# Solenoid Recommendations?



## Byronicle (Apr 18, 2009)

I am having a hard time looking for a solenoid, if anyone could recommend one or send me a link where to buy one that be great.


----------



## Darkblade48 (Jan 28, 2008)

Please take a look at my pressurized CO2 article for more information regarding solenoids.


----------



## Byronicle (Apr 18, 2009)

Darkblade48 said:


> Please take a look at my pressurized CO2 article for more information regarding solenoids.


yeah i like those brands. i use to buy cheap parker solenoids (the one you recommended) off ebay but the guy doesn't sell them no more. i'm basically looking for stores or dealers on ebay/online that sell good solenoids that will work


----------



## Darkblade48 (Jan 28, 2008)

You can't go wrong with the Burkert 6011 then.

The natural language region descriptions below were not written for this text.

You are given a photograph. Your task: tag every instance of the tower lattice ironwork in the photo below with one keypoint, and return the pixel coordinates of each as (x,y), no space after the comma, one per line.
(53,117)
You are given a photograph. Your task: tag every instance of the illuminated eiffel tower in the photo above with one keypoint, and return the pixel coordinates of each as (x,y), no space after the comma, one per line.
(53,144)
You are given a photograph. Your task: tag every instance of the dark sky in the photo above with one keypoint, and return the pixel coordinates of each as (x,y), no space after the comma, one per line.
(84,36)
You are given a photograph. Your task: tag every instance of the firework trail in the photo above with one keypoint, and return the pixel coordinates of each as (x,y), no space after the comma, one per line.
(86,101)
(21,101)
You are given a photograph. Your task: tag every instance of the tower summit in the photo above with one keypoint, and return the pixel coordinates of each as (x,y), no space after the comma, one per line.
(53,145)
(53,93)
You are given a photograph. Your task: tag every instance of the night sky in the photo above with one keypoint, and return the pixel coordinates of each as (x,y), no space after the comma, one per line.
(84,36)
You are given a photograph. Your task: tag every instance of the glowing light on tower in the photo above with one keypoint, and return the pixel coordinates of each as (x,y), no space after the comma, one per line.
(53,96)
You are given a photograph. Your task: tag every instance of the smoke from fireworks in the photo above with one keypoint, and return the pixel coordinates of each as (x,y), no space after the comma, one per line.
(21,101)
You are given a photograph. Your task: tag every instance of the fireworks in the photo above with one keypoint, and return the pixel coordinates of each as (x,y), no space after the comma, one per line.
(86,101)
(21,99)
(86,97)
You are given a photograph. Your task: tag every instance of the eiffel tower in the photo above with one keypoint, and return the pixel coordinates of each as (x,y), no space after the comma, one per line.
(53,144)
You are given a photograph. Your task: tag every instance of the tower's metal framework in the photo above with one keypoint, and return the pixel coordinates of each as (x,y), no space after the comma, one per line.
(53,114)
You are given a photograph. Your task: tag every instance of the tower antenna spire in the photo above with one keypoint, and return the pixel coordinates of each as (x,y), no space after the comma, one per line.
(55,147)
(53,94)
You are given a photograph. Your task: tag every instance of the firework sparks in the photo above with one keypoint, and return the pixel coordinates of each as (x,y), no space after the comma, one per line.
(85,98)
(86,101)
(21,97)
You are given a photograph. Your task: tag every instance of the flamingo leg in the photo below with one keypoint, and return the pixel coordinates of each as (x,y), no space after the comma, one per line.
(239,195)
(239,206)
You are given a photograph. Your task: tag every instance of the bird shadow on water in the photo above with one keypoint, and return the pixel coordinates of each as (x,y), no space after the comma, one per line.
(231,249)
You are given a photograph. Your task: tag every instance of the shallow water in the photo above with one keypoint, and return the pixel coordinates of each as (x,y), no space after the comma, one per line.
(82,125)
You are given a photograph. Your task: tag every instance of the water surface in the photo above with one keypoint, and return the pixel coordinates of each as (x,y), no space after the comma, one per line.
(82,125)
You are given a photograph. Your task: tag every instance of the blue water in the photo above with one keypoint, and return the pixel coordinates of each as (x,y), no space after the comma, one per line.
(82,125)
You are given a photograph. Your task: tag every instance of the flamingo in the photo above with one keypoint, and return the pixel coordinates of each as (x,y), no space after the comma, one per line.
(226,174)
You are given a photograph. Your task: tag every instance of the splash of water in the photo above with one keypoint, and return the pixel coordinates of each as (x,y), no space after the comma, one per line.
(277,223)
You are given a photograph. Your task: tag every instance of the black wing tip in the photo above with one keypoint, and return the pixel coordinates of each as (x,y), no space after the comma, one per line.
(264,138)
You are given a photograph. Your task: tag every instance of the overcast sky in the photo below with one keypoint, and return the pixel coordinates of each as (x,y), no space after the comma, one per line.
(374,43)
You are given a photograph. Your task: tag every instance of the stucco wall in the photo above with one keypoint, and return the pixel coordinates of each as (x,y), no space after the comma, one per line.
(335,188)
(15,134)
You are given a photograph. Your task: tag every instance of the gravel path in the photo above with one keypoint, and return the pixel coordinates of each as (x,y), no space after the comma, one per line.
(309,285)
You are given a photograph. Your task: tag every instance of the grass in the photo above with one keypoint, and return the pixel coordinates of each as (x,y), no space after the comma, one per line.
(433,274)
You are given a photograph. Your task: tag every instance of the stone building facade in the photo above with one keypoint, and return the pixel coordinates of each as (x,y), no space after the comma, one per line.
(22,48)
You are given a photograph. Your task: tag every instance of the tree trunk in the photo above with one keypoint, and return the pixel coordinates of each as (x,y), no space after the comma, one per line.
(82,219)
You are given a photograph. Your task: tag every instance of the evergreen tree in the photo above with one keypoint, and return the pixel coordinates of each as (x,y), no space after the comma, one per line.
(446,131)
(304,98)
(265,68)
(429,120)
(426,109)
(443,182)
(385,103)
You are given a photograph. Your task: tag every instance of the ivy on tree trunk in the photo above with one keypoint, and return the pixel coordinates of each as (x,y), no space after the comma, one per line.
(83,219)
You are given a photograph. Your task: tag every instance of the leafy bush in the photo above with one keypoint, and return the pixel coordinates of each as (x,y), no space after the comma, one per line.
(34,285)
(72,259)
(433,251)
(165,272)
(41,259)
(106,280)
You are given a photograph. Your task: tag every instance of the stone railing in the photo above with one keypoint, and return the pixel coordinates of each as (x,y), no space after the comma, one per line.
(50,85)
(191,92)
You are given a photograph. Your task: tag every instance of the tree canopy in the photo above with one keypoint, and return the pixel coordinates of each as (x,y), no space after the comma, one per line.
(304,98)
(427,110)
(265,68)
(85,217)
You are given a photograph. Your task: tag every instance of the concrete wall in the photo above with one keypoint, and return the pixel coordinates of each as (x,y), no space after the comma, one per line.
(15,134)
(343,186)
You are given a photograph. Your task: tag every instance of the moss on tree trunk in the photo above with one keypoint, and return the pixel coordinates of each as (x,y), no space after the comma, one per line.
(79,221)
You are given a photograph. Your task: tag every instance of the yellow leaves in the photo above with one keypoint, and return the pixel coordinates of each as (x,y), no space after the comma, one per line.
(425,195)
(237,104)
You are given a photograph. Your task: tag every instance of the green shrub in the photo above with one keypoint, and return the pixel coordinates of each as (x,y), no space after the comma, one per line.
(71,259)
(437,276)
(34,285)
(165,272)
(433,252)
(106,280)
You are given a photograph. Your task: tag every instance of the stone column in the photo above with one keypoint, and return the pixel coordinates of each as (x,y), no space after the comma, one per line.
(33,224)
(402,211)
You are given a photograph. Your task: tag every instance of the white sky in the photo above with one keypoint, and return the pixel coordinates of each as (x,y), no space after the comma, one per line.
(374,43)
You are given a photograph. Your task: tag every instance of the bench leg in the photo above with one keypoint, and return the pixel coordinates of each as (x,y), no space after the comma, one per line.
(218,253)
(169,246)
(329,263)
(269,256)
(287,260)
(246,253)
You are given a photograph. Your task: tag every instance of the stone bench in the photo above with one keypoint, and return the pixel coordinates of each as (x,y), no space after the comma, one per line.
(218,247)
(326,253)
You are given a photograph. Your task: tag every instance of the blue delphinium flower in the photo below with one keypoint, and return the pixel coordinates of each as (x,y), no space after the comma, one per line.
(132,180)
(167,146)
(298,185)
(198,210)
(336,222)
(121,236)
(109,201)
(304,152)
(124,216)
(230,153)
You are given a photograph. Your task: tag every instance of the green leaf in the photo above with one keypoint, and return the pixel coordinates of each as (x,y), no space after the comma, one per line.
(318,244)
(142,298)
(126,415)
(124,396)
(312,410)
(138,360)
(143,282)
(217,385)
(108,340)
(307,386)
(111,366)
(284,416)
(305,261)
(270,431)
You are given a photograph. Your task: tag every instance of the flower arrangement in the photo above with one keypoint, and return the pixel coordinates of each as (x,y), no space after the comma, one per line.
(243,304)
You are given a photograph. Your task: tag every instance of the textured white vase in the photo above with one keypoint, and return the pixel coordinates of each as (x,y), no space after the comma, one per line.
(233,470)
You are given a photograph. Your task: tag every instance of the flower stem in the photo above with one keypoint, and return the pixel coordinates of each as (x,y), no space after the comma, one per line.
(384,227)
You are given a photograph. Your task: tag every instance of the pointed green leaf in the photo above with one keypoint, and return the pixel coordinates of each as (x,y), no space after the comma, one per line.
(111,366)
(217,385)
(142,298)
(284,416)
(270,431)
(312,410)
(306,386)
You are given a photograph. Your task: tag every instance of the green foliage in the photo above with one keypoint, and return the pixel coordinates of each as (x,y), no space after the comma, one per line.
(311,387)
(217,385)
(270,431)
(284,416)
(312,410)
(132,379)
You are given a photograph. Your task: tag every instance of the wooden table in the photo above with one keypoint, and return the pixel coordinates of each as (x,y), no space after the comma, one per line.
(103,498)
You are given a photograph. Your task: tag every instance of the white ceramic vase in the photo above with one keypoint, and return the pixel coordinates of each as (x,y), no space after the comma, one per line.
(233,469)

I will try to dig up my source for them. I am pretty sure you can order direct...


----------



## jimmyjam (Nov 6, 2007)

yeah im looking for one too after getting screwed over with a bad one by bambi. Let me know anthony.


----------



## 03pilot (Oct 7, 2010)

Sorry this may be off the topic a bit. If you are shopping for a complete system...you may want to consider this Aquaticlife regulator with solenoid. http://www.adana-usa.com/index.php?main_page=afa_product_info&cPath=72_73&products_id=460

I have been using it for about 6 months and totally happy with it. Its very well built, solid and the price is reasonable (It $129.99 when you add it to the shopping cart). Well...this is the only CO2 regulator I ever owned so take it with a grain of salt.  CO2 regulator and solenoid is something I don't mind paying a bit more because a faulty one can be deadly.


----------